They (courts of impeachment) are of a nature which may with peculiar propriety be denominated POLITICAL, as they relate chiefly to injuries done immediately to the society itself. The prosecution of them, for this reason, will seldom fail to agitate the passions of the whole community, and to divide it into parties more or less friendly or inimical to the accused. In many cases it will connect itself with the pre-existing factions, and will enlist all their animosities, partialities, influence, and interest on one side or on the other; and in such cases there will always be the greatest danger that the decision will be regulated more by the comparative strength of parties, than by the real demonstrations of innocence or guilt.
Hamilton, Alexander. The Federalist Papers.
Two things. First, Congressional impeachments happen because a “public man” engaged in “the administration of public affairs”—is accused of violating the public trust. Nothing more, nothing less.
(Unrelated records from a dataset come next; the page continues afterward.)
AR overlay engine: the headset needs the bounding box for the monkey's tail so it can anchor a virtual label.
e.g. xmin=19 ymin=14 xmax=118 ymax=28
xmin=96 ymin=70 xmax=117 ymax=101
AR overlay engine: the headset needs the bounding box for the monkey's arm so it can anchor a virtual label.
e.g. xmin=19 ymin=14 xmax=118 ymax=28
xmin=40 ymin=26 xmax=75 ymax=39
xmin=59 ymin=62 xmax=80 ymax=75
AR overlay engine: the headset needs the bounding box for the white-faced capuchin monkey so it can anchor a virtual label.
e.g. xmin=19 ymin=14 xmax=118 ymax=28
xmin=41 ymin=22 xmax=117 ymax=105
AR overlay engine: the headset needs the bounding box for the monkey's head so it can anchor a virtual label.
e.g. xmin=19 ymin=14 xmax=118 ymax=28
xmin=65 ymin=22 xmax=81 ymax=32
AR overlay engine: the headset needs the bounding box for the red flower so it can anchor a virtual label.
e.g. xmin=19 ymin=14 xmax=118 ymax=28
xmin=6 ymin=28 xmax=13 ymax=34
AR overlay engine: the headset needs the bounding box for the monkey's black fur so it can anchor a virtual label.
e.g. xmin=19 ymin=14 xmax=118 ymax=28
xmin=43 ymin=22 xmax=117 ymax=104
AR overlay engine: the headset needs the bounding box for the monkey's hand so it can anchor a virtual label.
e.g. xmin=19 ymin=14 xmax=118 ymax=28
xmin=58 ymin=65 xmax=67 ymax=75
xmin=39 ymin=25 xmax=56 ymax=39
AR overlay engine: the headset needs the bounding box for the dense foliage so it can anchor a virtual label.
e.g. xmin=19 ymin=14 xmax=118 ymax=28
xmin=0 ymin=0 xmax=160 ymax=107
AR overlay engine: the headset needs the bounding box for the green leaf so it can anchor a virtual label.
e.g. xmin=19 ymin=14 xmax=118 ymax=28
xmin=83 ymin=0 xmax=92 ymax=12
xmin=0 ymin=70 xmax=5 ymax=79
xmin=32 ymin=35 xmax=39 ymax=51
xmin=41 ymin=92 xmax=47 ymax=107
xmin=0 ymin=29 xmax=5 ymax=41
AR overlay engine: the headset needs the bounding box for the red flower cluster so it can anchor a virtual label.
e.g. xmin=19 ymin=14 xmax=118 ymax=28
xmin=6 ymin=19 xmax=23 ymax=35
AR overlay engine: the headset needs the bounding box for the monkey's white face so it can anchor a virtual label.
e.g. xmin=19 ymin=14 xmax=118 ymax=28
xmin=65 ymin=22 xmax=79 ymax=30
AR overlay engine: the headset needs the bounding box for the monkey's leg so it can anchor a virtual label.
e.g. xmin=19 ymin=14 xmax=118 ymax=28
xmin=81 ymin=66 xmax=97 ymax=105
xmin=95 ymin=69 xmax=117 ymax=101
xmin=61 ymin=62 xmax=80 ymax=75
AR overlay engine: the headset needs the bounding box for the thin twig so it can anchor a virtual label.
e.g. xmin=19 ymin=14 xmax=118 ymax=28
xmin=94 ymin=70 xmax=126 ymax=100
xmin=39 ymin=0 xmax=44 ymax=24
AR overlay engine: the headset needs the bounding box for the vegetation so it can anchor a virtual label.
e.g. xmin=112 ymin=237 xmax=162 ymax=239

Second, we might say that Hamilton had a fantastic crystal ball—or, that he was expressing what was then and is now, common sense. For the Senate, “resting entirely on the basis of elections,” will be “too often the leaders or the tools of the most cunning or the most numerous faction, and on this account, can hardly be expected to possess the requisite neutrality towards those whose conduct may be the subject of scrutiny.” Common sense.
But in the end, Hamilton chooses optimism, asserting “where else than in the Senate could have been found a tribunal sufficiently dignified, or sufficiently independent? What other body would be likely to feel CONFIDENCE ENOUGH IN ITS OWN SITUATION, to preserve, unawed and uninfluenced, the necessary impartiality between an INDIVIDUAL accused, and the REPRESENTATIVES OF THE PEOPLE, HIS ACCUSERS?” Optimistic. Just like us.
And he would be disappointed. Just like us.